In that case, certainly if the switching is on/off (rather than dimming), the voltage across the switch ought to be very low (almost zero with a mechanical switch, but also very low with a solid state one) in the 'on' state, so I don't really understand the 'few volts' you expect to find across the switch (in it's 'on' state) to use for brief pulsed charging of capacitor/battery. What am I missing?
You can't do it with a mechanical switch, but with an electronic switch you delay the turn on for each half-cycle until there is enough voltage across the switch to charge your capacitor - basically it's a dimmer with a fixed "near enough full on" setting.
For a resistive load, the effect of this delay (unless it's quite a long one) is negligible in terms of reduction in lamp brightness.
Now, unless i've cocked things up badly, if you wanted (say) around 10V on your cap, and used low forward volt drop diodes, then you could hold off until the mains was up to (say) 12V. That's about 3.25% of mains peak voltage, and occurs less that 2˚ into the cycle. I can't be bothered right now, but I think you'll find that if you integrate sin(v)^2 from 2˚ to 180˚, and convert to an RMS value - you'll find the difference is very little from doing the same thing over the full half cycle.
There are many micro processors that are normally asleep until woken up by a stimulus ( from a wireless receiver ) , perform what ever function is needed and then go back to sleep.
They still need power, even in sleep states.
But that power is generally "incredibly small" for devices designed for that type of application. In fact, certain CMOS devices take virtually unmeasurable power (it's only the leakage current through the gate insulation) in a static state. There are certainly processors which take a matter of nW in sleep modes.
As an example, picked at more or less random ...

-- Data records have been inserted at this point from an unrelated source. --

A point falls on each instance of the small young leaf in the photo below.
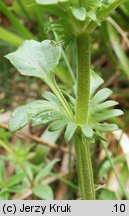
(106, 127)
(102, 106)
(4, 195)
(13, 180)
(45, 171)
(37, 59)
(49, 96)
(87, 130)
(107, 115)
(57, 125)
(79, 13)
(18, 188)
(70, 130)
(43, 192)
(19, 119)
(98, 136)
(38, 112)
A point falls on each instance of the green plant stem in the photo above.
(115, 171)
(101, 14)
(84, 168)
(83, 79)
(54, 87)
(82, 145)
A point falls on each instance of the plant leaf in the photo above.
(102, 106)
(79, 13)
(101, 96)
(37, 59)
(57, 125)
(99, 117)
(43, 192)
(38, 112)
(45, 171)
(106, 127)
(14, 180)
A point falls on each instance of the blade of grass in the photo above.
(20, 28)
(11, 152)
(114, 170)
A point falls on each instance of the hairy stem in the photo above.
(82, 145)
(83, 79)
(84, 167)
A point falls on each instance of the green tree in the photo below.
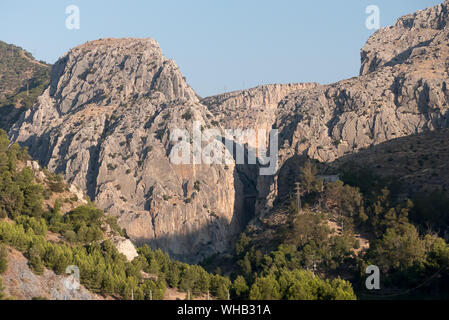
(265, 288)
(3, 259)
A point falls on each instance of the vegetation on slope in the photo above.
(22, 80)
(324, 236)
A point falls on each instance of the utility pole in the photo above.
(298, 196)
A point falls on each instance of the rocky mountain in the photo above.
(22, 80)
(106, 119)
(105, 123)
(402, 90)
(21, 283)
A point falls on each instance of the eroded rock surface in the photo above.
(105, 123)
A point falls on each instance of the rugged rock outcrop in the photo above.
(392, 99)
(402, 90)
(252, 108)
(105, 123)
(106, 120)
(21, 283)
(394, 44)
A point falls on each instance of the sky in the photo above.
(219, 45)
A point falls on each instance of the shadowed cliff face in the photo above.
(402, 90)
(105, 123)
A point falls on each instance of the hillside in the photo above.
(22, 80)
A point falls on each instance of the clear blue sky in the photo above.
(219, 45)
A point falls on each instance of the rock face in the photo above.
(394, 44)
(402, 90)
(21, 283)
(253, 108)
(106, 119)
(105, 123)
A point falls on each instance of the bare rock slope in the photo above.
(105, 123)
(402, 90)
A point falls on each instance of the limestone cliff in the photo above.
(105, 123)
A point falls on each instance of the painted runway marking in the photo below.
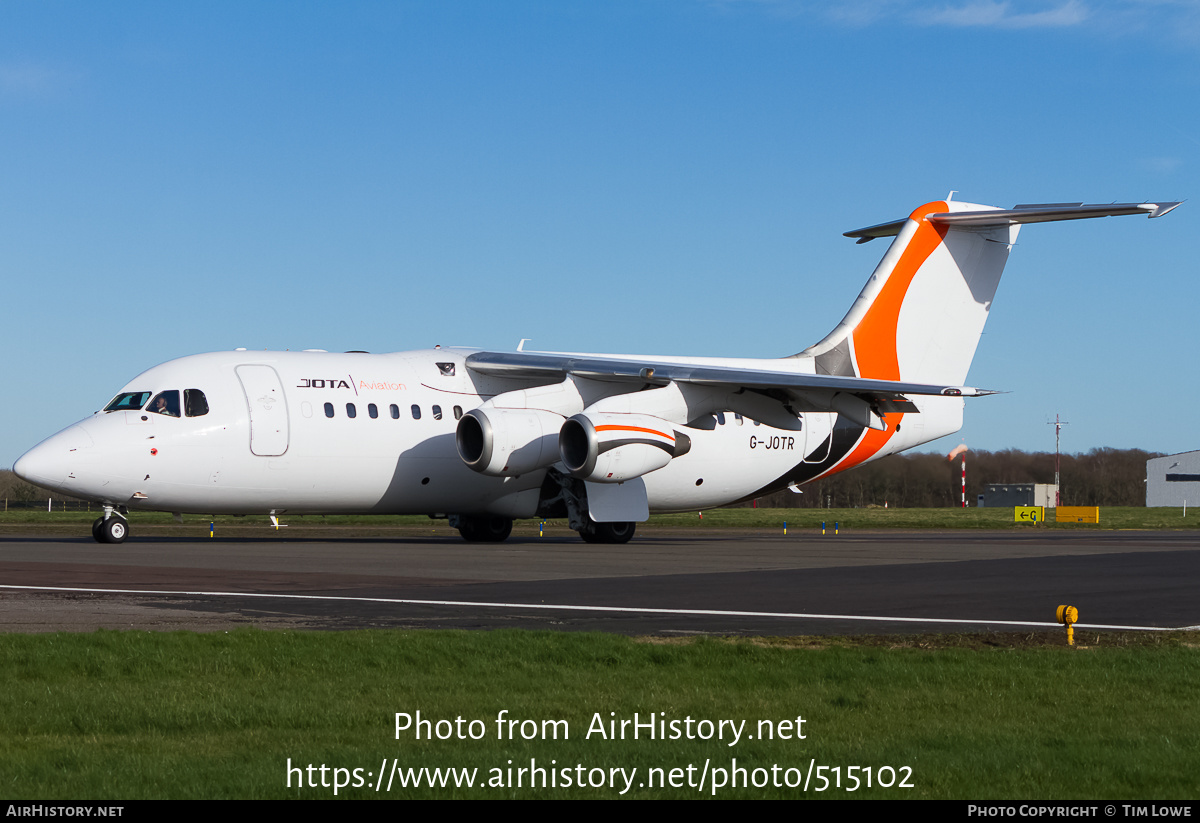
(562, 607)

http://ww1.microchip.com/downloads/en/DeviceDoc/41291G.pdf, starting on page 249
RAM Data Retention Voltage 1.5V Device in Sleep mode
Power-down Base Current Typ 0.05µA Max 1.2µA
So it's possible to power down the, and keep it's memory intact, with typically 50nA @ 1.5V min. Normally you'd keep the supply voltage above it's minimum operating voltage (only 2V for low clock speeds), that way when a stimulus arrives, the device can "spring to life", do something, then power down again.
If you chose (say) 3V, that's still only (typically) 150nW, max 3.6µW in sleep mode.

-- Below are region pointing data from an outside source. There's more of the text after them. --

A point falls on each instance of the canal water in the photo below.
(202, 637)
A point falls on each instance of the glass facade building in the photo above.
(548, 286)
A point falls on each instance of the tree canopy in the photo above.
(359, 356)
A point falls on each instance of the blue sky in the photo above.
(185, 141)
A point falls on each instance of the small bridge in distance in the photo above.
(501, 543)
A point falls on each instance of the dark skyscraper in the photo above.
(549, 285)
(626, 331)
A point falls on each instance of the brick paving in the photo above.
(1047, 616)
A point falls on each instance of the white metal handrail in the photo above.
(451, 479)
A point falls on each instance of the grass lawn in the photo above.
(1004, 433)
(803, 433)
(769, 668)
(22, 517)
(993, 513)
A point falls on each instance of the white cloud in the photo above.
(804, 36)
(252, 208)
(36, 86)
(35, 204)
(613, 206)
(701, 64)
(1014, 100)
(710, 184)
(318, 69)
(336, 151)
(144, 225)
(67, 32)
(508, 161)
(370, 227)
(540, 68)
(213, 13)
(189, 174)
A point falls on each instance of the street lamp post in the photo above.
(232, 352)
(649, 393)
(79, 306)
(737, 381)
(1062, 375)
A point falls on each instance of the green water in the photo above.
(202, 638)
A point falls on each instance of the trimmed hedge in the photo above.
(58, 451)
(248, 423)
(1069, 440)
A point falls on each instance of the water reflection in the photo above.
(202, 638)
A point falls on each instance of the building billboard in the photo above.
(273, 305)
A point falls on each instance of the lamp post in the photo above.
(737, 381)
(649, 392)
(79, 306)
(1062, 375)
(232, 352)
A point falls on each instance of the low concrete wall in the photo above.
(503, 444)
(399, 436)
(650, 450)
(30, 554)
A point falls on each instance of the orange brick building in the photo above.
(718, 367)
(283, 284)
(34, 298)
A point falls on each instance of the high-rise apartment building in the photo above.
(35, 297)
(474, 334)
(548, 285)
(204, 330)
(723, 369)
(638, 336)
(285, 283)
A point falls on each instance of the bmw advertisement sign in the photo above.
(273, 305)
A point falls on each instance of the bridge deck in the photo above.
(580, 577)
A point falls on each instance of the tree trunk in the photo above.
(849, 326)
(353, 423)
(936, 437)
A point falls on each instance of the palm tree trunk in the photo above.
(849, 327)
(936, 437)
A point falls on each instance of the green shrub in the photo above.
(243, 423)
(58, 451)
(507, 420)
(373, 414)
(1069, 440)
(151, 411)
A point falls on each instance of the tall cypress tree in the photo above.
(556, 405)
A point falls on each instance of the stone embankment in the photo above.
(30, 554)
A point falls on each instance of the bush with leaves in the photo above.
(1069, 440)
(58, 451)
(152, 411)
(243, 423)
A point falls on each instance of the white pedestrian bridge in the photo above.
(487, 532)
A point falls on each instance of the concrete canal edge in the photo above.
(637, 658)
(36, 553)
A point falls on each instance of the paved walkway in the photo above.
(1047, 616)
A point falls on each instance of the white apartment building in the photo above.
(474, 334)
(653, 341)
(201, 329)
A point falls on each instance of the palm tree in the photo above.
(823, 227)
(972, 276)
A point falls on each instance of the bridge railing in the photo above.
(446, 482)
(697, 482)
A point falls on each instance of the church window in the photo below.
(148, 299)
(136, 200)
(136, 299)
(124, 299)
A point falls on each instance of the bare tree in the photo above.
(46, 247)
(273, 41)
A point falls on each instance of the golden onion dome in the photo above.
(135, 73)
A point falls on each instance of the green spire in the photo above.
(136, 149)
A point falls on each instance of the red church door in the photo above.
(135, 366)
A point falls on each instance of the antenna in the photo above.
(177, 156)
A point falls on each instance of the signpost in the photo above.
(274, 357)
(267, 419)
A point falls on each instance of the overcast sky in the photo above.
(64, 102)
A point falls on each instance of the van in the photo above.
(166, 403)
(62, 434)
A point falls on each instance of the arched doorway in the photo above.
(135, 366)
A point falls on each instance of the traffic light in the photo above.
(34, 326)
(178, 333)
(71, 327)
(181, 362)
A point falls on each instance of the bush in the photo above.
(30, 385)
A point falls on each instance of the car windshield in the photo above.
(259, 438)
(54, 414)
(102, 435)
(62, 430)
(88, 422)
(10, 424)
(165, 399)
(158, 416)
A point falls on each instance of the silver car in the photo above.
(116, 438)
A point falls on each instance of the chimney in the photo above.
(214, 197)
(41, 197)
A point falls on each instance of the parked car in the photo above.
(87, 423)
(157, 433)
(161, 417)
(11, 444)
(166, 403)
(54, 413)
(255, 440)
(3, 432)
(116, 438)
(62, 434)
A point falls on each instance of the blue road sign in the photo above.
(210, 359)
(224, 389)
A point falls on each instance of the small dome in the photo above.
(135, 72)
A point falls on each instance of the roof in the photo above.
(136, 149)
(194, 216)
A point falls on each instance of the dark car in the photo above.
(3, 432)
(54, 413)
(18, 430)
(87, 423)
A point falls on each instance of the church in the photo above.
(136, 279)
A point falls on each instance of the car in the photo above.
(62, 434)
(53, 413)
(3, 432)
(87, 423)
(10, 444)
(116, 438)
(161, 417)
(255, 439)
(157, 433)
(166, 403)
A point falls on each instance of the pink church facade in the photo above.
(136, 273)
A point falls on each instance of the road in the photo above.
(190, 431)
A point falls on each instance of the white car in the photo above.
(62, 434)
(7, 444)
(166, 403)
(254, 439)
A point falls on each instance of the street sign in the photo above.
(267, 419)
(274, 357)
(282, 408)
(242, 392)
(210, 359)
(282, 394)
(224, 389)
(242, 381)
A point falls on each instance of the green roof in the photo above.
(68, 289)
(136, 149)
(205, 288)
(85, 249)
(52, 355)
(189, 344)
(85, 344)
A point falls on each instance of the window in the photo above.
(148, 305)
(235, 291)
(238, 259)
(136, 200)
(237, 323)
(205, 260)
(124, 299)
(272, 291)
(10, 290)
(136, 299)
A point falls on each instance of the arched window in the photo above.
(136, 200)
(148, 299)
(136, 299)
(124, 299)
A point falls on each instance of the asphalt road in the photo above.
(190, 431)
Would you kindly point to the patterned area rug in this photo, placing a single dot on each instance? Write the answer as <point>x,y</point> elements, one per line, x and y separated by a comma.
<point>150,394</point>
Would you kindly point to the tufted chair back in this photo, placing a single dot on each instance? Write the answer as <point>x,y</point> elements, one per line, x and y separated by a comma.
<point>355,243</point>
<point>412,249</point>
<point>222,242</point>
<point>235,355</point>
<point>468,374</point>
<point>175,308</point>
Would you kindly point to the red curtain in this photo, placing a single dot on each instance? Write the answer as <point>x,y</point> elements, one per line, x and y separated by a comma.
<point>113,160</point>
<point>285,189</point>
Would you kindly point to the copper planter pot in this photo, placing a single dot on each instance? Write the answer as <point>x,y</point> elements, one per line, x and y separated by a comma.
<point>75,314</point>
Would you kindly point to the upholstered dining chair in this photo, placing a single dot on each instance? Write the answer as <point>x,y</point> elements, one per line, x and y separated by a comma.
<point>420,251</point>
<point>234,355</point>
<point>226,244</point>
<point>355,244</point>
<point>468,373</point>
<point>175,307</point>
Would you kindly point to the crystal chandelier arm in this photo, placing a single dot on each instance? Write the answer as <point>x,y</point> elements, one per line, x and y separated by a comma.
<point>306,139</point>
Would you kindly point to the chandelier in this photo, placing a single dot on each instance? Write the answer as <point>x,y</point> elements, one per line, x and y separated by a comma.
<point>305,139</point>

That's how so much battery operated equipment works these days - small devices which shut down the oscillator when idle and go into a DC mode where CMOS takes naff all power. It's a basic issue with MOS devices that the bulk of the power for a gate is typically taken in charging and discharging the capacitance of the gate (the gate and channel effectively form a capacitor, with the metal oxide insulation layer as the dielectric) - the more often you do that (ie the faster you run a circuit), the more power it dissipates.
That's why one of the earlier suggestions was to charge some form of storage (whether rechargeable cell or supercap) when in the off state to run the device when on. If the power budget is sufficiently small then that might work. If the light was left on, then the device would need to turn it off every so often to recharge - but with the fast charge ability of a cap, this might only mean running the load off the charging circuit for half a cycle every so often.
To elaborate, when the cap is running down, on one half cycle you leave the switch off and charge the cap using as much current as the load will pass until the cap is charged. Then turn on the switch. This won't affect the load as it'll still see a supply current, just passing through the charging circuit (with say 10-20V drop) rather than the switch element.
Still an interesting design challenge - to make a supply circuit that will "fast charge" a cap with only a few volts across it (to avoid flashing the light each charge cycle), but while also coping with 370V peak across it when the light is off.
Actually I can see one way of doing it. Turn a transistor on at each zero crossing or whenever the rectified mains is below the desired cap charging voltage, and turn it off whenever the cap is up to the desired voltage - perhaps with a bit of hysteresis. I suppose it's a variation on a hysteresis regulator, but using the load impedance as the current limiter rather than an inductor.
It would also mean only drawing current through the load when the voltage is low, which might possibly be enough to prevent CFLs or LEDs glowing or flashing.
Certainly an interesting design challenge.